Christine Kitano is the author of two collections of poetry, Birds of Paradise (Lynx House Press) and Sky Country (BOA Editions), which won the Central New York Book Award and was a finalist for the Paterson Poetry Prize. She is an associate professor at Ithaca College where she teaches courses in creative writing, poetry, and Asian American literature. She is co-editor of the forthcoming They Rise Like a Wave, an anthology of Asian American women and non-binary poets. In January 2021, she was named Tompkins County Poet Laureate.
Dana Levin is the author of four collections of poetry, most recently Banana Palace (2016), which was a finalist for the Rilke Prize. Her first book, In the Surgical Theatre, was chosen by Louise Glück for the 1999 American Poetry Review/Honickman First Book Prize and went on to receive numerous honors, including the 2003 PEN/Osterweil Award. Copper Canyon Press brought out her second book, Wedding Day, in 2005, and in 2011 Sky Burial, which The New Yorker called “utterly her own and utterly riveting.” Sky Burial was noted for 2011 year-end honors by The New Yorker, the San Francisco Chronicle, Coldfront, and Library Journal. Levin’s poetry and essays have appeared in many anthologies and magazines, including Best American Poetry, The New York Times, Los Angeles Review of Books, Boston Review, The American Poetry Review, Poetry, and The Paris Review. Her fellowships and awards include those from the National Endowment for the Arts, PEN, the Witter Bynner Foundation and the Library of Congress, as well as from the Lannan, Rona Jaffe, Whiting and Guggenheim Foundations. Levin currently serves as Distinguished Writer in Residence at Maryville University in St. Louis, where she lives. Her fifth book, Now Do You Know Where You Are, will be published by Copper Canyon in Spring 2022.
Maurice Manning is the author of seven books of poetry, most recently, Railsplitter. His first book was selected for the Yale Series of Younger Poets, and his fourth book was a finalist for the Pulitzer prize. A Guggenheim Fellow, Manning is professor of English and writer-in-residence at Transylvania University in Lexington, KY. He lives on a small farm with his family in Kentucky.
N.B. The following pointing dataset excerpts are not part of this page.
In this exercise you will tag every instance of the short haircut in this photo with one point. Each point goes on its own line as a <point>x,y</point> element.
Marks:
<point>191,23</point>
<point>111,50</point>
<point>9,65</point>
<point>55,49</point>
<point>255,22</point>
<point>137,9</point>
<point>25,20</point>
Matthew Olzmann is the author of two collections of poems, Mezzanines, which was selected for the Kundiman Prize, and Contradictions in the Design, both from Alice James Books. A third collection, Constellation Route, will be released in January 2022. He’s received fellowships from Kundiman and the Kresge Arts Foundation. His writing appears or is forthcoming in Best American Poetry, Kenyon Review, New England Review, Brevity, Southern Review and elsewhere. Previously, he’s taught in the undergraduate writing program at Warren Wilson College and at the University of North Carolina at Chapel Hill. He lives in Vermont and teaches at Dartmouth College.
Martha Rhodes is the author of five collections of poetry: At the Gate (1995, Provincetown Arts), Perfect Disappearance (2000, winner of the Green Rose Prize, New Issues Press), Mother Quiet (2004, Zoo Press / University of Nebraska) The Beds (2012, Autumn House), and The Thin Wall (2017, University of Pittsburgh Press). She teaches at Sarah Lawrence College and the MFA Program for Writers at Warren Wilson College. She is the director of Four Way Books in New York City, publishers of poetry and fiction.